The company was formed in 1972 by way of a purchase of the former Fairfield Shipyard in Govan from Sir Robert Smith, Liquidator of Upper Clyde Shipbuilders (UCS), itself a product of the amalgamation of several Clydeside yards; Fairfields, Alex Stephens, Charles Connell & Company, Yarrow Shipbuilders and John Brown & Company.

Between 1972 and 1980 Scotstoun Marine, a subsidiary of Govan Shipbuilders, also operated the former Connell shipyard in Scotstoun.

In 1977 the company was nationalised by the Labour government of James Callaghan under the Aircraft and Shipbuilding Industries Act 1977 (c. 3) and subsumed into British Shipbuilders.

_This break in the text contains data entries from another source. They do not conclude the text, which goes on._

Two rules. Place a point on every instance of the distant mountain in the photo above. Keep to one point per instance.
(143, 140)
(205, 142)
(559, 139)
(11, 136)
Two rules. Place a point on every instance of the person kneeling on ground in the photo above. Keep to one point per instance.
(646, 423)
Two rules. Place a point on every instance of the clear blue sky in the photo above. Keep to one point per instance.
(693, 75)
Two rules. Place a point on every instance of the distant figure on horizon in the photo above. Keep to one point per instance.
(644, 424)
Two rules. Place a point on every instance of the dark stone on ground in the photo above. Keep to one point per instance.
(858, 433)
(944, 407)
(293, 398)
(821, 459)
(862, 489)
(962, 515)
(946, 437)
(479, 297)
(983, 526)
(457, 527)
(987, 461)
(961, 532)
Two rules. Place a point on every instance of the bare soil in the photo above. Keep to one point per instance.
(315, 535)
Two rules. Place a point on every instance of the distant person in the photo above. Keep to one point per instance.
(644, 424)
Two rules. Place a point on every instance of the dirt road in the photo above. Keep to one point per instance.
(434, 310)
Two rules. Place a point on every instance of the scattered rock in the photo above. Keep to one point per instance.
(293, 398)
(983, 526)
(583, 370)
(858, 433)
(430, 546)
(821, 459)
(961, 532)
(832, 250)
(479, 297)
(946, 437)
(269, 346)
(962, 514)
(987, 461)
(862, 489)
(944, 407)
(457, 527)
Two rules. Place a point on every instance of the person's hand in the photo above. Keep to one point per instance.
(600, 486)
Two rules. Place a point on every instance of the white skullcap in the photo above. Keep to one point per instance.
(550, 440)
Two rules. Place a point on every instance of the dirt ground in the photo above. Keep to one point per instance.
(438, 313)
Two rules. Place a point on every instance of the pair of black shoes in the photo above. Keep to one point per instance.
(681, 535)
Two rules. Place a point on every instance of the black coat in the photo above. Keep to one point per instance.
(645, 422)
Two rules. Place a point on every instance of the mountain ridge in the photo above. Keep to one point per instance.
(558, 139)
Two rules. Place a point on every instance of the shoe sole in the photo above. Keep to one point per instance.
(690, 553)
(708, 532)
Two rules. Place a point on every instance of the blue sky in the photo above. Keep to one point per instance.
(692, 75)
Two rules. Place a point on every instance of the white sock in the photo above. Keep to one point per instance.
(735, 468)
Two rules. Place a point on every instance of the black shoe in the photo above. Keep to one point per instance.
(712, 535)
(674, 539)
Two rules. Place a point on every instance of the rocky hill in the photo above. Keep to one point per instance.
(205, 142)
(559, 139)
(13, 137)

Between 1973 and 1988, a total of 53 ships were built by Govan Shipbuilders at the Govan (former Fairfield) shipyard. Investment in plant equipment at the yard during this period included expansion of the steel fabrication facilities and the installation of four 80 ton travelling rope luffing cranes in 1975 by Clarke Chapman, servicing the yard's three slipways, in order to increase the size of units that could be prefabricated. An additional three 80 ton berth cranes from Scotstoun Marine were dismantled and transferred to Govan after the Scotstoun yard closed in 1980 along with two 40 ton cranes from the fitting-out quay; they remained distinctive due to their blue paintwork, with the original Govan cranes being painted red.

In 1988 the Govan Shipbuilders was sold to the Norwegian group Kvaerner Industries and was renamed Kvaerner Govan.